12 Dec Marketing Translation
Are you tired of poor marketing translations?
If your speciality is marketing, branding, SEO, or communication and you’re tired of bad literal translations that don’t consider localisation or the unique challenges of marketing translation, this blog might be useful for you to understand how a professional translation agency can successfully translate your marketing strategy without compromising the aim of your marketing campaign or the integrity of your brand.
Why marketing translation is such a challenge
- Translating humour. Humour, if used correctly, can be an extremely powerful tool for any marketing campaign. This tool can sometimes make an advertisement a hit or cultural phenomenon in a country (think the “whaasssup?!” Budweiser adverts). Interestingly, what may seem quite funny to one culture is not always as funny to another. That’s why if humour is a fundamental element of your marketing strategy, that punch-line or joke needs to have the same humorous effect on the audience in foreign markets.

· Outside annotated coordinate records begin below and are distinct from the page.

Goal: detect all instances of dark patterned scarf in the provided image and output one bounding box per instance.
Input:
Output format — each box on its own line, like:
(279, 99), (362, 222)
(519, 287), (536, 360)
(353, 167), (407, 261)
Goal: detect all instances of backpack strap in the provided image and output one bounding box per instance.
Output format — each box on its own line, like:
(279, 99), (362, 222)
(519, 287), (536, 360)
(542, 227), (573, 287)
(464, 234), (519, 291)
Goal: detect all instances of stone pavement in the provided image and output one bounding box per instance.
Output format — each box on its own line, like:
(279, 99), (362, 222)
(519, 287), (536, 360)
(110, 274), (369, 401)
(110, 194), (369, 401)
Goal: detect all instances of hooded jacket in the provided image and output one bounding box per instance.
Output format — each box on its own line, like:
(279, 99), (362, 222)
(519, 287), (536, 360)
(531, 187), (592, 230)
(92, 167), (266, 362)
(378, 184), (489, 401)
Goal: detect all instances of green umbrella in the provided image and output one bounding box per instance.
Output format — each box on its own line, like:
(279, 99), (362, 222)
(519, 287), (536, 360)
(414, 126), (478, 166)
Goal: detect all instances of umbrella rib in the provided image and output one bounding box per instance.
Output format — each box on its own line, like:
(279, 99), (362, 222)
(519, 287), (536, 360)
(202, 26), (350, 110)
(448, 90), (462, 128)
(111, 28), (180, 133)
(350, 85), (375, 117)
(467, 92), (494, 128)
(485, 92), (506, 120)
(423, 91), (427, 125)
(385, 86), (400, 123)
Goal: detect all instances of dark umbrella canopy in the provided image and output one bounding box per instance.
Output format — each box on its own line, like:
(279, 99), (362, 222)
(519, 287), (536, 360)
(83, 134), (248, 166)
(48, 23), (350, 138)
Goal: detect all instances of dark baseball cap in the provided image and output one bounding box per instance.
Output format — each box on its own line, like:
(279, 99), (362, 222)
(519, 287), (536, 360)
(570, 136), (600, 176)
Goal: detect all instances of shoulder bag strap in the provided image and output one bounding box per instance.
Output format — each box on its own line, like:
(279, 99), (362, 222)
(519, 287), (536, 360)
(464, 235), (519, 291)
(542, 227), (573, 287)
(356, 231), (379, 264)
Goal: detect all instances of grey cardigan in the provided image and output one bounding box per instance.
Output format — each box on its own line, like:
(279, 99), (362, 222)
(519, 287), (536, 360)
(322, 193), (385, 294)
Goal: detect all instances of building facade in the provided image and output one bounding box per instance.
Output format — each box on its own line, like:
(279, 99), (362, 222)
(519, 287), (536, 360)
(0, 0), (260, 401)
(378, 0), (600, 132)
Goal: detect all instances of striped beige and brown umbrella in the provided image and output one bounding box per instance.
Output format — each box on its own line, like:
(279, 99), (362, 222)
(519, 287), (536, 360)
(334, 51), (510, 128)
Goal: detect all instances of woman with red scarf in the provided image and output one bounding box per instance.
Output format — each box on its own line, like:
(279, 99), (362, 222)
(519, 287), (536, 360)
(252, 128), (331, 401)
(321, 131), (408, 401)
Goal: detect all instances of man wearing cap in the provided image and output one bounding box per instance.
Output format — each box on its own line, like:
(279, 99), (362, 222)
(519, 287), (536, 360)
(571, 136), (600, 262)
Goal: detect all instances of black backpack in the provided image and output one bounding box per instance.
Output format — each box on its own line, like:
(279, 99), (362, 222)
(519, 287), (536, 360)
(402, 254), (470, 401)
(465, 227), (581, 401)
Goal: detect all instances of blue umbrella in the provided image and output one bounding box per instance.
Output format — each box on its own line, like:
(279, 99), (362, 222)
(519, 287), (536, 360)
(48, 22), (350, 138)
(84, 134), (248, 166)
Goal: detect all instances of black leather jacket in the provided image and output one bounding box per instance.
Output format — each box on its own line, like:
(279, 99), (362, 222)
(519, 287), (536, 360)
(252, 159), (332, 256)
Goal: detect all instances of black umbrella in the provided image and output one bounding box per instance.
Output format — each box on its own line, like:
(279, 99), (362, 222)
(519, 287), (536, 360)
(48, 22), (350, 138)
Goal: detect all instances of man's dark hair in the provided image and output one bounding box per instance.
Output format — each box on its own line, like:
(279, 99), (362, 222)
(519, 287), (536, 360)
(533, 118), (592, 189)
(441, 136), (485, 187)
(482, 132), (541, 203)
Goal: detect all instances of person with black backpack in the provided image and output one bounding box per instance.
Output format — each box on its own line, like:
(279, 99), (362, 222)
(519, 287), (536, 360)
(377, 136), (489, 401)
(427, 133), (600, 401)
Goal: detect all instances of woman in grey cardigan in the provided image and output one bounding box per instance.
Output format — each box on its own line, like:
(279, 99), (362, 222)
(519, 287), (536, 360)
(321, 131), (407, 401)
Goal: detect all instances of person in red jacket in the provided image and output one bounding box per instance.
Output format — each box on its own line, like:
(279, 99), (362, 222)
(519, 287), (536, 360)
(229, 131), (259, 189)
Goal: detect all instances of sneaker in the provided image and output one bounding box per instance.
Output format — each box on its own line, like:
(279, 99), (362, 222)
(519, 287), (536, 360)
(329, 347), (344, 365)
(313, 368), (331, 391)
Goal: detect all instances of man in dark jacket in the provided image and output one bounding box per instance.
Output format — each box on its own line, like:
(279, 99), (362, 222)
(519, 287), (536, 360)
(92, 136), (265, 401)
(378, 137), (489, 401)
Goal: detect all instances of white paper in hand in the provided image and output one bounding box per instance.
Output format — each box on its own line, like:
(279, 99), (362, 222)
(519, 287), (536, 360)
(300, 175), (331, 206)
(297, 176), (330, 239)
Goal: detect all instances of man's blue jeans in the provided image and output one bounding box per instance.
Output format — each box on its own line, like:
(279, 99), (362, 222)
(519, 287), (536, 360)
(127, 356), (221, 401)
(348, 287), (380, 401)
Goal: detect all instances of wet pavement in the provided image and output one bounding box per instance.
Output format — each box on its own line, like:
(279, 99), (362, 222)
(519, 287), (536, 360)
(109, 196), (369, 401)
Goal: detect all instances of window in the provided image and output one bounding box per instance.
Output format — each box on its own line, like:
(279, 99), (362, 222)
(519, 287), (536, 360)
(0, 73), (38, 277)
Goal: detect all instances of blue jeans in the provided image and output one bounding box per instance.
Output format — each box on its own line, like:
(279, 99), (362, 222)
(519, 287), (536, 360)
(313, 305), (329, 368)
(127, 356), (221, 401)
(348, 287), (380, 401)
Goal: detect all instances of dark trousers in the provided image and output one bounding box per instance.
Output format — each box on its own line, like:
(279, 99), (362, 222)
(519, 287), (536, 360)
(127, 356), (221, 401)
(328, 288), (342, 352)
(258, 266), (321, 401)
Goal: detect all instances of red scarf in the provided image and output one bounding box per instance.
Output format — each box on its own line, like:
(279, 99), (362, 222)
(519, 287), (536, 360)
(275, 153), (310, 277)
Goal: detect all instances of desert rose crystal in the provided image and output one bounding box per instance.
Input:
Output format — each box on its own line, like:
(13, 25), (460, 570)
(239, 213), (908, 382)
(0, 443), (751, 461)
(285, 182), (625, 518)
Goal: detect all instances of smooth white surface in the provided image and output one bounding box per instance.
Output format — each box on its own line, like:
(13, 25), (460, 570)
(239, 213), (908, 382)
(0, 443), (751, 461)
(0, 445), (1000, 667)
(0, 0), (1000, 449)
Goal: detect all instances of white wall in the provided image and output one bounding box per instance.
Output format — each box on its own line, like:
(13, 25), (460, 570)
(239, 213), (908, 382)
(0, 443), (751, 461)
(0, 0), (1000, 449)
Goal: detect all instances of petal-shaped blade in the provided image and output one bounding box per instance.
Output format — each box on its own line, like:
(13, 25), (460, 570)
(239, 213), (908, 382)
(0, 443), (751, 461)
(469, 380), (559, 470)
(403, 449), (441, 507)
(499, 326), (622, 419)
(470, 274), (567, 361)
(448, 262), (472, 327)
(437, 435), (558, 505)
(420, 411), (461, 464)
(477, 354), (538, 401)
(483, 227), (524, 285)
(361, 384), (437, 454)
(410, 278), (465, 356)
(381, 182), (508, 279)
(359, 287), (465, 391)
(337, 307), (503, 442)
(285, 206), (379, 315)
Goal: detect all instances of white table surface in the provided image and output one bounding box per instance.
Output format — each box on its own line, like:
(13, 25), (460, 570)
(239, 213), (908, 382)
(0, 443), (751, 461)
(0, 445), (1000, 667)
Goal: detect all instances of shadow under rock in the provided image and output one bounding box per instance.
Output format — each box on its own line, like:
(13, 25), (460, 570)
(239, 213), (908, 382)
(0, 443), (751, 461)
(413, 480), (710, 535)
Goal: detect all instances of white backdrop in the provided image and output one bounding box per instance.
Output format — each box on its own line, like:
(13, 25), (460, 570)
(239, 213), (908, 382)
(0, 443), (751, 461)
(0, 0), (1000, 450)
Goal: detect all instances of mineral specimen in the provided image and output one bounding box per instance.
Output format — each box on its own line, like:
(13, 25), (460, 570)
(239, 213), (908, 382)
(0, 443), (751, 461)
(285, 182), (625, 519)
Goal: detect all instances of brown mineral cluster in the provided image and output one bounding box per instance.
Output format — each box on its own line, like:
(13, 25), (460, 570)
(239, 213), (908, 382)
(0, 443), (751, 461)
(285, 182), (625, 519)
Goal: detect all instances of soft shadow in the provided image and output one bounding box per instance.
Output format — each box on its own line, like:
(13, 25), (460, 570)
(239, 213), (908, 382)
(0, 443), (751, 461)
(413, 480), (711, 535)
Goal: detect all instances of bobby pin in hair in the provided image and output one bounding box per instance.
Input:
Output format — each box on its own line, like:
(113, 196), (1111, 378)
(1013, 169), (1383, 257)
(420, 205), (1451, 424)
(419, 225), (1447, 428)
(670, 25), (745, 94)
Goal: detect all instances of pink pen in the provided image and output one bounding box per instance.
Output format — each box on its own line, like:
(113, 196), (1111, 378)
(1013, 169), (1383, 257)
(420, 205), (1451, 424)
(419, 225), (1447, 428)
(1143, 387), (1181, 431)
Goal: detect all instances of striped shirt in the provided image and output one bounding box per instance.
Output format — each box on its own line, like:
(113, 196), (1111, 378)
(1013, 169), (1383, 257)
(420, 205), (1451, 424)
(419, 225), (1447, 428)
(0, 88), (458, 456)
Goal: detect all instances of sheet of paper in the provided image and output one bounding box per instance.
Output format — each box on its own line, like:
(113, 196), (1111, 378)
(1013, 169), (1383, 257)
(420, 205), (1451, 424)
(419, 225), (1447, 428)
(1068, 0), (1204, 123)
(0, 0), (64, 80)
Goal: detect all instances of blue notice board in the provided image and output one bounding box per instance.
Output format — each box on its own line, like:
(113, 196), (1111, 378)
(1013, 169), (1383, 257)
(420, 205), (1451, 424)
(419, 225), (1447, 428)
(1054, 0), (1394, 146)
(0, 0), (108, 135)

- Translating the brand or campaign image. We can all understand the significance of certain colours and images in culture⎯they represent different concepts and emotions established by thousands of years of tradition. So, it is most important that one translates that meaning in marketing and does not employ the colour or image without consideration, which could, in turn, produce an adverse effect than the intended one. An example of what could go wrong without such consideration is seen in the instance of when Gerber baby food (with its iconic baby face logo seen below) was launched in Africa without realising that in African cultures the type of food is often displayed on the label. The horror, the horror!
- The need to avoid cultural blunders. The lack of such insight into the cultural subtleties can yield embarrassing results as we can see when a translation of a Parker Pens ad (see below) claimed to “help prevent unwanted pregnancies” or when the Kentucky Fried Chicken catchphrase was translated to “eat your fingers off” for the Chinese market; they might be grammatically correct but lack the cultural insight to translate the actual meaning. These mistakes make it evident that the best way to avoid these problems, be they cultural or language-related, is to hire professional translators to do the job, thus guaranteeing an effective translation and marketing scheme for overseas markets.
How a professional translator overcomes these challenges
- Globalisation: Having just one campaign that easily translates linguistically and culturally would definitely simplify the process of expansion and perhaps be even more economically responsible, but all sorts of different linguistic and culture factors need to be accessed for it to be valid. A successful globalised campaign can be observed in a well-established globalised marketing design, like Coca-Cola, where the logo and colour are synonymous with the brand; but can you imagine if it Coca-Cola’s name and colour has turned out to be offensive to another culture?
- Localisation: Although no translation may be needed for a campaign with the most recognised brand in the world, there is still an element of localisation that even Coca-Cola has to implement. In the case of the recent “name-on-a-can” campaign, that element of localisation would be finding the most appropriate names corresponding to each country. Understanding most common terms and language used in different contexts across different cultures and languages is undoubtedly a task for a professional translator.
How we integrate SEO in a translation
- By understanding the key words and phrases used in a country or area. In order to effectively expand your client base, it is crucial to reach them by whatever means necessary. All sorts of different factors must be taken into account such as the relevant terminology, slang, and variants of the language being translated to. This is why it is a good idea to consider choosing a translation agency that offers SEO services so you can make the most of your new market possibilities.
- By optimising the metadata. Metadata is a critical factor in understanding how the market works and what it is exactly that clients are looking for. The role of the translator is to understand the objective of the company as well as analyse the original metadata in the source language, then to appropriately apply the influencing cultural factors to the translation of said information.
- By incorporating localised data and information. It is not enough to simply translate your website word for word; implementing localised and researched terms that are commonly used in the targeted market can ensure that the search engine conducts the client to your website when performing the search.
If you want to successfully reach foreign markets while staying true to your marketing strategy and avoiding embarrassing mistakes, you can rely on a professional translation agency to consider all of the factors and capture a bigger audience.